Japan’s retail sales fell in March the most since 1998, cutting against central bank chief Haruhiko Kuroda’s view that cheaper energy will give a boost to the world’s third- biggest economy.
Sales dropped 9.7 per cent from a year earlier, when there was a run-up in purchases ahead of an April sales-tax increase, according to trade ministry data released Tuesday. Sales sank 1.9 per cent from the previous month, compared with a gain of 0.6 per cent forecast by economists in a Bloomberg survey.
The weak reading on consumer spending comes ahead of this week’s Bank of Japan policy decision and economic outlook that could highlight waning momentum in inflation. Kuroda has said cheaper oil may crimp price gains in the near term, while eventually fueling growth and inflationary pressures.
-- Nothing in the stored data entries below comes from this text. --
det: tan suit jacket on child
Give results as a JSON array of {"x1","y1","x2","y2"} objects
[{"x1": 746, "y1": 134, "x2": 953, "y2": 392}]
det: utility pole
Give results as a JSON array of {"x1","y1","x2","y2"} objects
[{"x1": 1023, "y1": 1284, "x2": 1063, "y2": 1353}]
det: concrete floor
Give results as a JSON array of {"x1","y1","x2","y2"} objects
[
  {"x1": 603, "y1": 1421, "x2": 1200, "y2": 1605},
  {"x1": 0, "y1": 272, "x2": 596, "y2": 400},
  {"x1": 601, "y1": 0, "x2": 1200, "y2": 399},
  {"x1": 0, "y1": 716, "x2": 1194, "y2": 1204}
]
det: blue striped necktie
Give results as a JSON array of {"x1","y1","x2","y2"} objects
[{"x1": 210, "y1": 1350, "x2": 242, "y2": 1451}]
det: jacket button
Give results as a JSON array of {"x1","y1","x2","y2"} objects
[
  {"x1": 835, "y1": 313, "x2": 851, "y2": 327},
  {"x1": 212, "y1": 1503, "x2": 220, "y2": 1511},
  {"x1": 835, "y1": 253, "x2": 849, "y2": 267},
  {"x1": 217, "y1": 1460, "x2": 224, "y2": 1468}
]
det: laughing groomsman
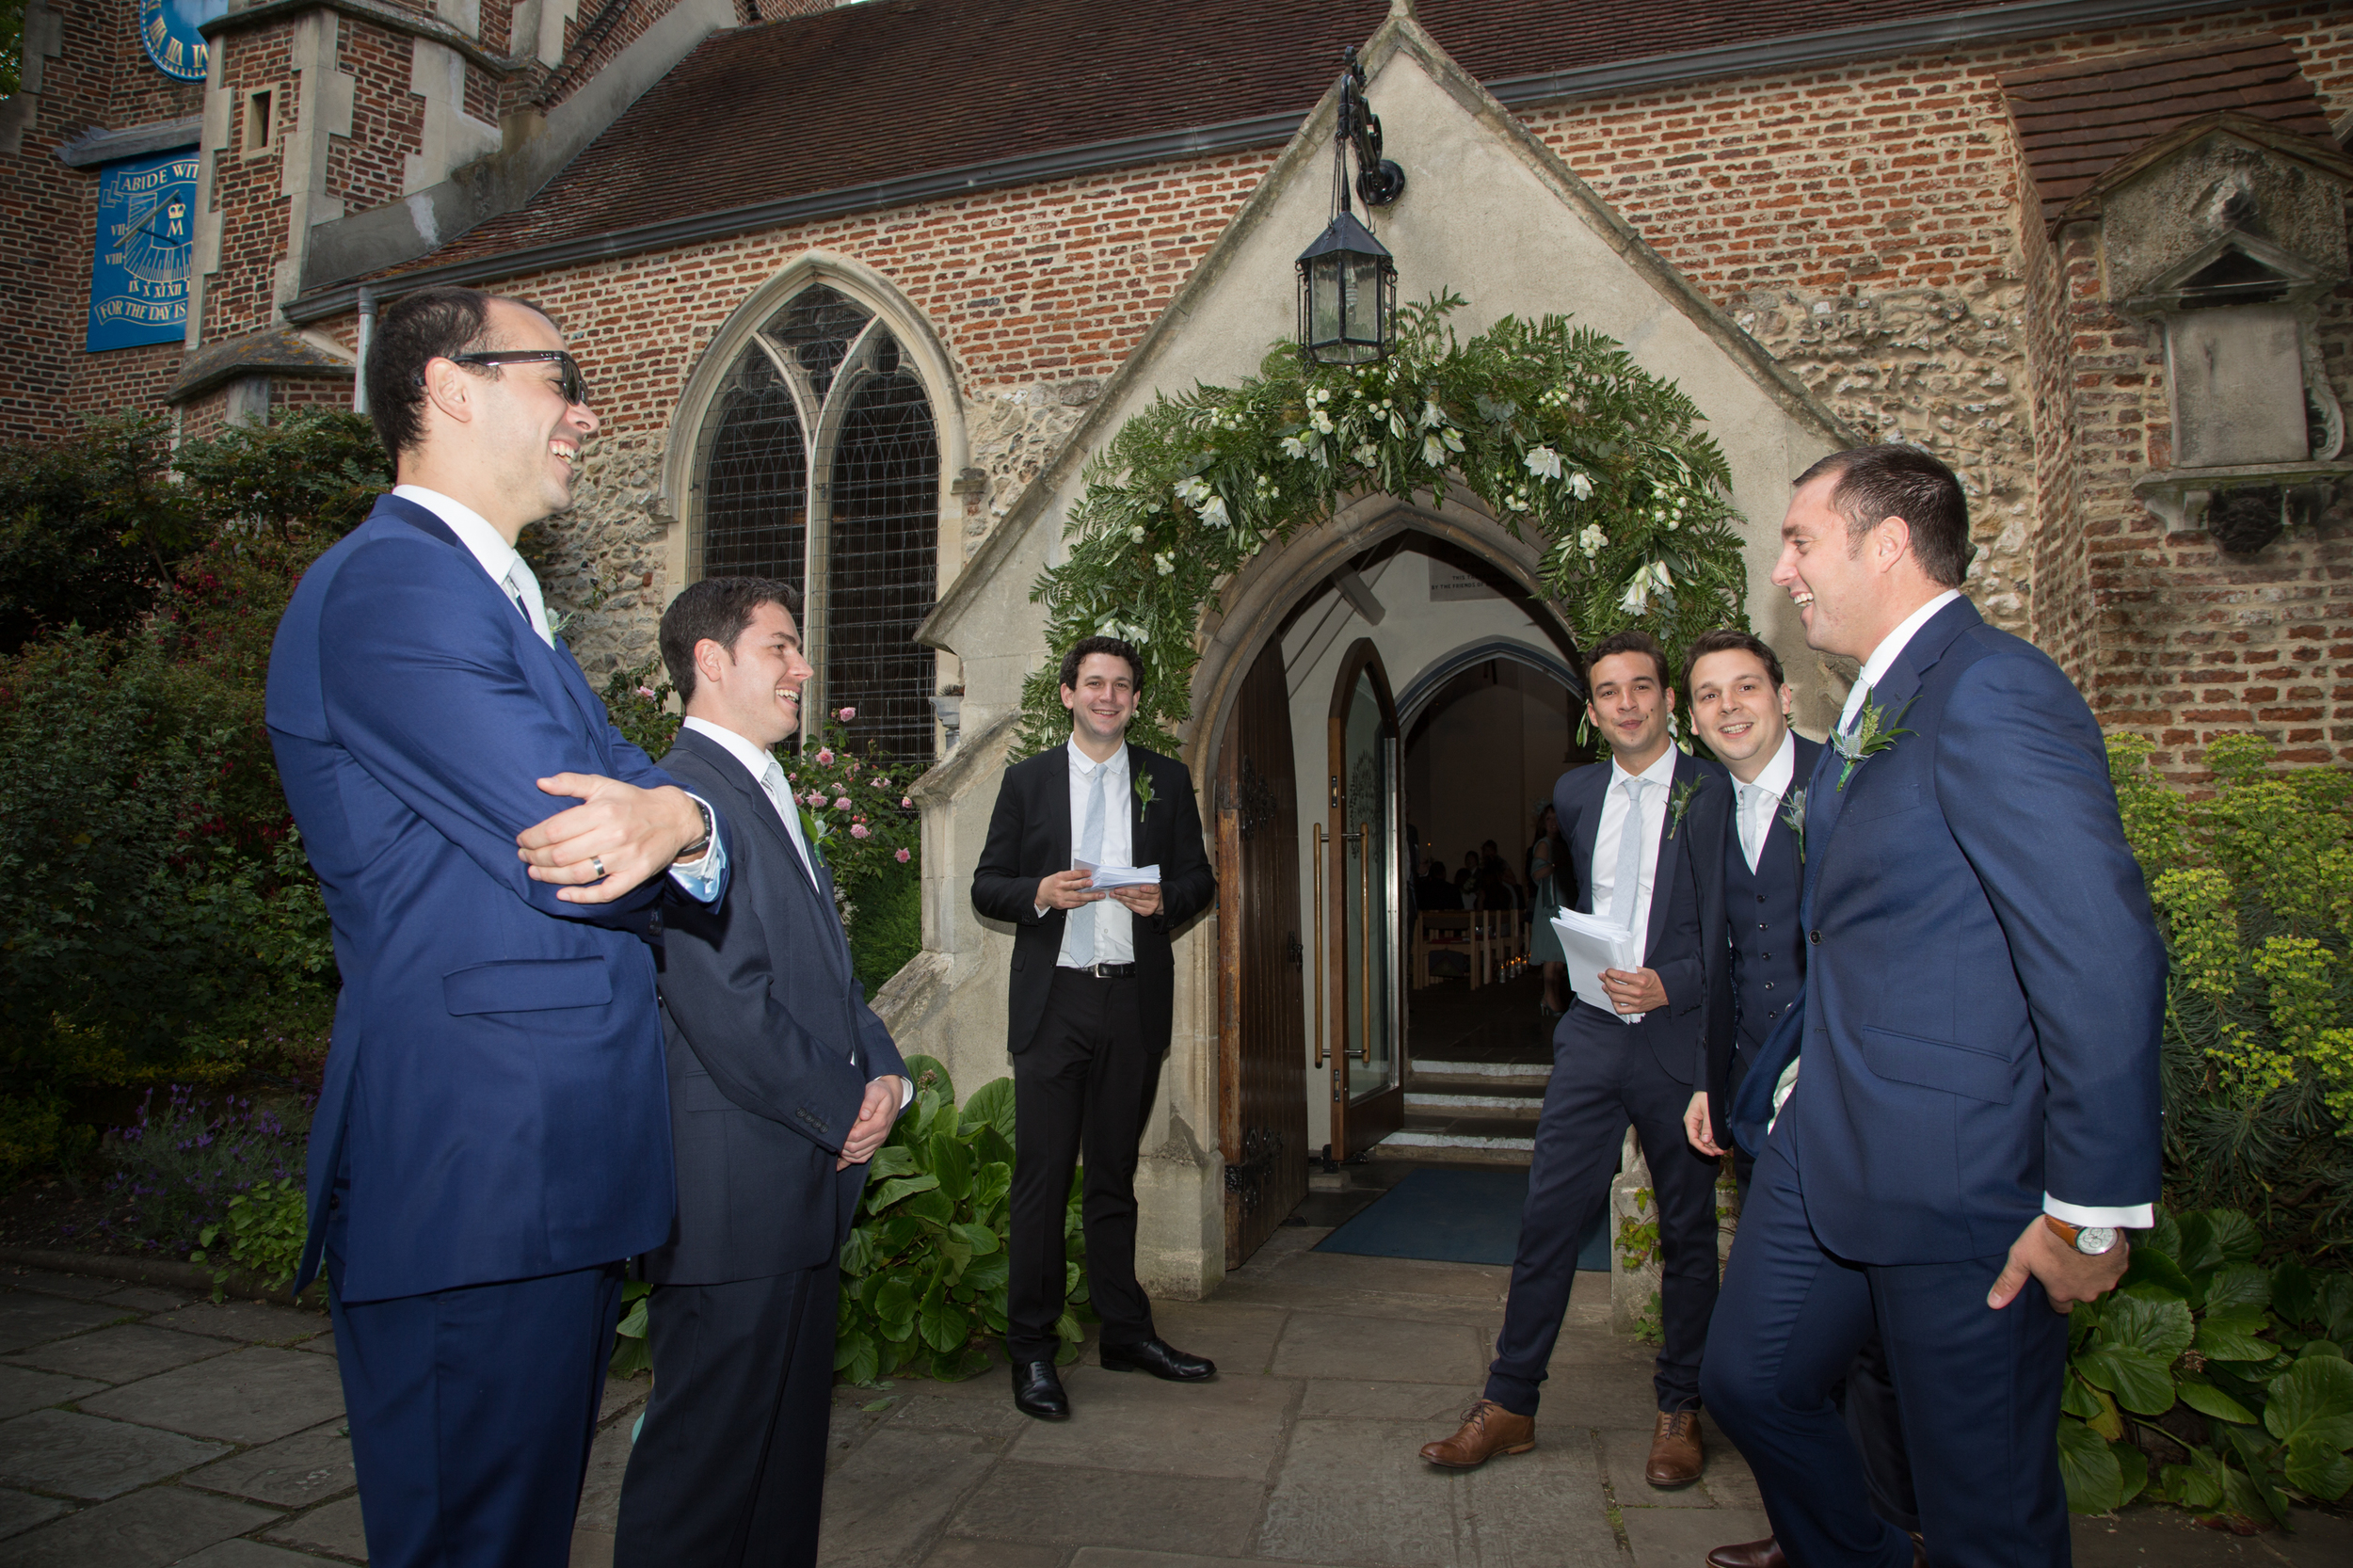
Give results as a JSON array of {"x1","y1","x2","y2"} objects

“It’s becoming clear that Japan’s recovery is very sluggish,” said Kiichi Murashima, an economist at Citigroup. “With a tight labor market and better consumer sentiment, we don’t have to change the view that spending will pick up gradually. But uncertainties are growing about the strength of the economy and that’s worrisome for the BOJ.”
Marcel Thieliant at Capital Economics and Yuji Shimanaka at Mitsubishi UFJ Morgan Stanley Securities Co. were the only two economists among 34 respondents in a Bloomberg survey that forecast the BOJ will expand unprecedented monetary easing at Thursday’s meeting. Murashima sees the BOJ adding to easing in July, while a majority of economists surveyed forecast a boost by the end of October.